Crane danger gets Chicago company $350,000+ fine
Company demonstrated “blatant disregard” for worker safety
OSHA has cited specialty metal forgings producer A. Finkl & Sons Co. with 26 safety violations at the company's Chicago facility, including two willful violations that involve failing to provide fall protection around open pits and rectify multiple hazards found in crane inspections. Proposed penalties total $352,700.
OSHA initiated an inspection in February after receiving a complaint alleging that cranes used in the facility were in disrepair, including having malfunctioning hoisting brakes, and that powered industrial trucks were being operated by untrained workers.
Specifically, the willful violations are failing to ensure that open pits are guarded by standard railings and/or covers to protect employees from falling in, and failing to correct deficiencies identified by crane inspections such as missing bolts, inoperable radio controls, and problems with bridges, trolleys and main hoist brakes.
Twenty-two serious violations involve failing to install hoist guards on industrial cranes, ensure that independent hoisting units on all cranes that handle hot metal have at least two holding brakes, ensure that all crane trolleys and bridges are equipped with brakes that have ample thermal capacity for the equipment's frequency of operation and which prevent the impairment of functions due to overheating, ensure that a thorough inspection of all crane ropes is completed, ensure that loads are lifted in a manner to prevent swinging on cranes and have a responsible person on-site with knowledge of cranes. Other violations include failing to ensure that ladders are placed in a manner that provides secure footing for workers, store liquefied petroleum gas containers away from stairways or other exit areas, adequately outline the rules for lockout/tagout procedures, guard live electrical parts over 50 volts, protect electrical conductors entering boxes from abrasion, and visually inspect portable plug- and cord-connected equipment for defects.

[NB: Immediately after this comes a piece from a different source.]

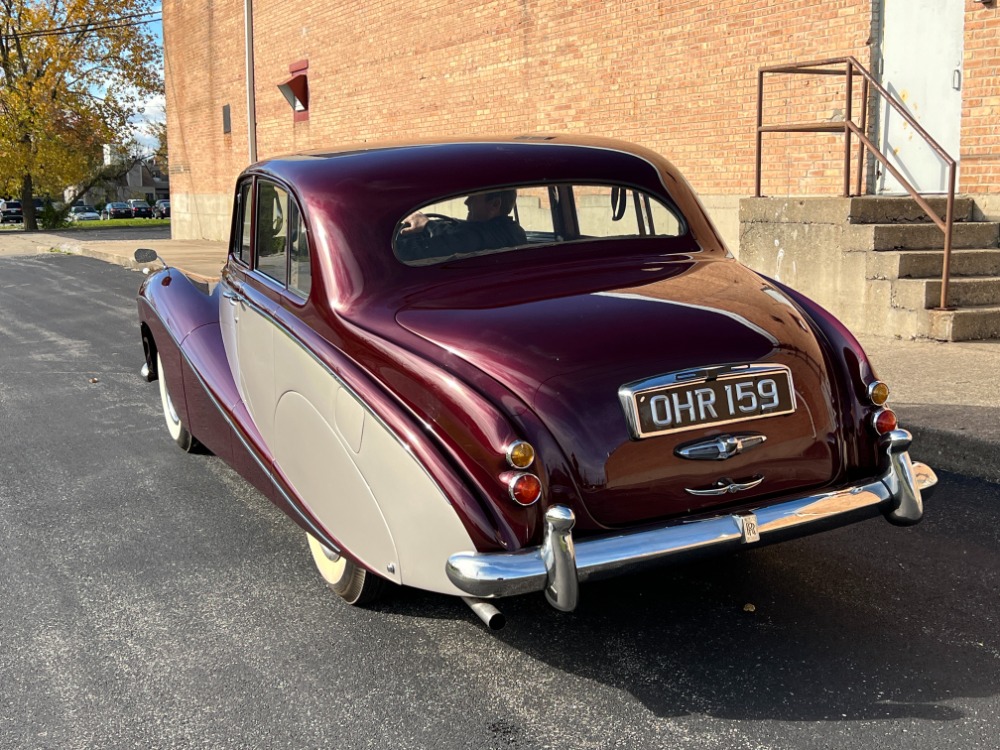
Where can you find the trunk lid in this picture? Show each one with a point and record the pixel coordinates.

One repeat violation involves failing to ensure that powered industrial trucks are examined prior to being placed into service as well as keep the trucks in a clean condition, free from lint, excess oil and grease. A similar violation was cited in 2006 at the same facility.
One other-than-serious violation is failing to create, certify and post the OSHA 300A summary log of injuries and illnesses or an equivalent form for the year 2011 by Feb. 1, 2012.
"A. Finkl & Sons Co. has demonstrated a blatant disregard for the safety of its employees. When employers fail in their responsibility to provide a safe workplace, OSHA will take all necessary action to protect workers on the job," said Nick Walters, OSHA's regional administrator in Chicago.
Due to the willful and repeat violations and the nature of the hazards, OSHA has placed A. Finkl & Sons Co. in the agency's Severe Violator Enforcement Program, which mandates targeted follow-up inspections to ensure compliance with the law. The program focuses on recalcitrant employers that endanger workers by committing willful, repeat or failure-to-abate violations. For more information about the program, visit http://s.dol.gov/J3.
The company previously has been inspected by OSHA 24 times since 1970, with 17 inspections resulting in citations for various violations. The two most recent previous inspections, in 2006 and 2007, resulted in citations for willful and repeat violations related to fire and fall hazards.
The citations can be viewed at http://www.osha.gov/ooc/citations/AFinklandSons_191122.pdf*.
A. Finkl & Sons Co. employs 398 workers at its Chicago plant.